Organizational Climate And How It Affects Us

Organizations are really microcosms of the larger universe we live in. Hence they can be hot, cold, tropical or temperate. They can also be dry, balmy, Mediterranean or equatorial. The combined energy stemming from the top and flowing through all its elements makes them so.

Organizations are also carbon copies of the people who inhabit these institutions. While a lot of emphasis is given to well-designed buildings, defining looks in terms of the exterior and ergonomic layouts within, what forms the core is the characteristics the organizations imbibe from the organizational denizens. And by this analogy, organizations can be ethical, temperamental, dictatorial, friendly & warm, manipulating & politically charged and so on.

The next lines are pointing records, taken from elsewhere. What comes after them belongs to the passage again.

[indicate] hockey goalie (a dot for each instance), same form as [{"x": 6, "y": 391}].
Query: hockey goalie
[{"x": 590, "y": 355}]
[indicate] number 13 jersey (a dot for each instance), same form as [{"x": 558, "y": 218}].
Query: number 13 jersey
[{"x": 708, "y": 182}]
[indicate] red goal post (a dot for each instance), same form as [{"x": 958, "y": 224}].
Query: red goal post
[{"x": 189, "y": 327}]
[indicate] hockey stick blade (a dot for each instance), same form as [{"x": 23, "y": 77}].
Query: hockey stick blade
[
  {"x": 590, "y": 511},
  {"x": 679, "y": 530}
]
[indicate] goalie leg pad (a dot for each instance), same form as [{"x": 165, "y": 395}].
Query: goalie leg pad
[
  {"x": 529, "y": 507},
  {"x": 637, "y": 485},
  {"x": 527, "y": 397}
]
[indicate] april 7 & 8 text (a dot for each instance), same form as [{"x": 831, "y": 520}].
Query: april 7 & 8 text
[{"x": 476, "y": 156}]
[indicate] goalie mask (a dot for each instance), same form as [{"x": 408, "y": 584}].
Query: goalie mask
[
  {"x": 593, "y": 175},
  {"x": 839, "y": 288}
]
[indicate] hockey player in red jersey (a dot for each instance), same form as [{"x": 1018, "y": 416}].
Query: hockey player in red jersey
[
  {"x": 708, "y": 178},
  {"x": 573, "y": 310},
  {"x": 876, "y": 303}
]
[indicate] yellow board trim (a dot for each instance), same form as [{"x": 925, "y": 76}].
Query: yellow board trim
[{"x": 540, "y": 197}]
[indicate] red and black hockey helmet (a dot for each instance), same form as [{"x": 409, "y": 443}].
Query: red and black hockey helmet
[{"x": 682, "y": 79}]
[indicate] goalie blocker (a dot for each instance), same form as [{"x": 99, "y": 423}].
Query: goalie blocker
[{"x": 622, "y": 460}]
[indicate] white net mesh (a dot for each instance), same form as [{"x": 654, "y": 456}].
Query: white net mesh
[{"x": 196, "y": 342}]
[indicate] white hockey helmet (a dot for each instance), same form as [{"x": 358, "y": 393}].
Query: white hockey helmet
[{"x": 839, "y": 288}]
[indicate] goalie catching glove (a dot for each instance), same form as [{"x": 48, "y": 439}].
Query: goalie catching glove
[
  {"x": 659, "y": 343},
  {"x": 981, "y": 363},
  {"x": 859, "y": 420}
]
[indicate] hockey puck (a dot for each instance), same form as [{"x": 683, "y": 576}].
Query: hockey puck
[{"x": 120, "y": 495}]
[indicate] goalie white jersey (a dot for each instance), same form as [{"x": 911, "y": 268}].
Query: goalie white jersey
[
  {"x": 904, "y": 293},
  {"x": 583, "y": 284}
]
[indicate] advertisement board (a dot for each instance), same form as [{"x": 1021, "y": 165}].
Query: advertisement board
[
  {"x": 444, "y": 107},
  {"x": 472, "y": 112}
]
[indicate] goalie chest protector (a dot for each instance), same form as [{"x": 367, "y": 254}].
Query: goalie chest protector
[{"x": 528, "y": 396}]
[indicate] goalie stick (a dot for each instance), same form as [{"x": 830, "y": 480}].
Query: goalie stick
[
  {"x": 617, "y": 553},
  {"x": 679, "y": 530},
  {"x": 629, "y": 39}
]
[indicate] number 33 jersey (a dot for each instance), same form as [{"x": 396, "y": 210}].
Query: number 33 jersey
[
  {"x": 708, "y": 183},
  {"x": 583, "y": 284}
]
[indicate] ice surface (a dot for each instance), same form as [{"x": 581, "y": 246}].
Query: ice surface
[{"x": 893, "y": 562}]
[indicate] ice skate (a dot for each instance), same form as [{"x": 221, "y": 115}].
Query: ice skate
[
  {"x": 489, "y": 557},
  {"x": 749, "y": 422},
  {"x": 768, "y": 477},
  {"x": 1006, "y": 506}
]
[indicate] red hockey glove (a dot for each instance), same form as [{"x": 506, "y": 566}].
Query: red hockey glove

What Shapes Employee Behaviour?

Wikipedia defines organizational climate thus – “Organizational climate (sometimes known as Corporate Climate) is the process of quantifying the “culture” of an organization. It is a set of properties of the work environment, perceived directly or indirectly by the employees, that is assumed to be a major force in influencing employee behaviour.” What must be added is that, the Climate is actually a derivative of the employee bearing and actions intertwined with the Company brand philosophy. On the other hand, well set organizational climate shapes up employee deportment and impacts their efforts. It is, indeed, a complexly circular relationship with one being the causing agent of another and vice versa.

Nationalities do play an important role in defining organizational climate. So, there would be different organizational cultures in America or Europe that would differ from what exists in Africa or Asia. We have heard enough about how Americans or French or Japanese or Chinese or Indians work in their own milieu. And several hand books have been written on how to understand, perform and survive in these varying cultures. But then, with decreased geographical distances by virtue of shorter time spans required to travel around and increased virtual and technology thrusts, organizations have fast become multicultural and multinational bodies that should and have allowed thriving of people from different cultures, have respected the cultural sensibilities while all the time ensuring that it all dovetails back into the common vision and mission of the organization at large.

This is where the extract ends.